How the 'Fediverse' Works (and Why It Might be the Future of Social Media)
upstart writes:
A brief, jargon-free explainer on the freer future of the social web:
Idealist nerds have a long history of giving terribly confusing names to potentially revolutionary technology. So it goes with Fediverse, a portmanteau of "Federation" and "Universe," and the potential future of the social internet. But what does that mean?
Put simply, the Fediverse is the collective name for a bunch of different social networks and platforms that are connected to one another. Users on any of these services can follow users on any other one and respond to, like, and share posts.
There are a lot of articles and websites that explain this concept in detail, but most of them get bogged down in technical language pretty quickly. I'd like to avoid that, so here's my good faith attempt to explain what the Fediverse is in plain English.
First, though, let's talk about email.
Email is decentralized (and why that matters for the Fediverse)
Anyone with an email address can email anyone else. Gmail users, for example, aren't limited to talking with other Gmail users-they can send messages to Outlook users, Yahoo Mail users, and even people who are running their own email servers in their basement. Basically, anyone with an email address can write anyone else with an email address. To put it another way, email is decentralized.
There is no one company or institution that is in charge of email-there are many different email providers, all of which are compatible with each other. This is because email is an open protocol, one that anyone who wants to can build a service for.

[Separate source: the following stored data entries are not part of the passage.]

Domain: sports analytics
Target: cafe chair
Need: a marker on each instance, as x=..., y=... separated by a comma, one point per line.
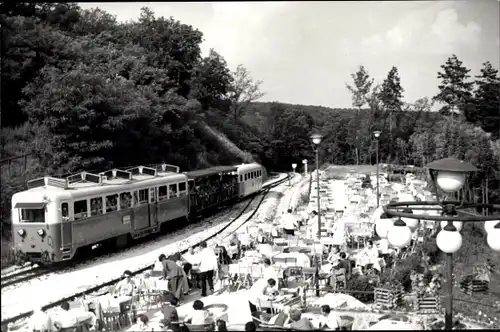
x=111, y=320
x=203, y=327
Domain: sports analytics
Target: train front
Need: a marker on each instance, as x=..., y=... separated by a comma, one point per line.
x=36, y=226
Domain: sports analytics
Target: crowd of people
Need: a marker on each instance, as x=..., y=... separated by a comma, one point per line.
x=201, y=267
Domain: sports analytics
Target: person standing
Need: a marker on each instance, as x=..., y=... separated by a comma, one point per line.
x=174, y=274
x=290, y=223
x=208, y=264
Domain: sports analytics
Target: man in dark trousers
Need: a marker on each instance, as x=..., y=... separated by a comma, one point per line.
x=174, y=274
x=207, y=265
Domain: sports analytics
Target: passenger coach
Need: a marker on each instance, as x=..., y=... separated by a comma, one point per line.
x=55, y=217
x=250, y=179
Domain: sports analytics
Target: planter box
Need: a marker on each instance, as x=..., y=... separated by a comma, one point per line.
x=474, y=286
x=388, y=298
x=429, y=304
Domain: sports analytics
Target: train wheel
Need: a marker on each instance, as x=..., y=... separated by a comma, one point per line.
x=123, y=241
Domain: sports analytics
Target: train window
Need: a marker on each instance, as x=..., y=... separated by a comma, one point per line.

The largest social media networks do not work this way right now. You can't follow an X user via Facebook, for example, or subscribe to a Reddit community from Tumblr. That's why all of those websites are full of screenshots from the other ones-people want to share posts from other sites but there's no good way to do so. That's a problem the Fediverse seeks to remedy.
The Fediverse is an attempt to make social networks more like email-that is, to allow users on different services to follow and interact with each other anywhere they want, without signing up for a million different accounts.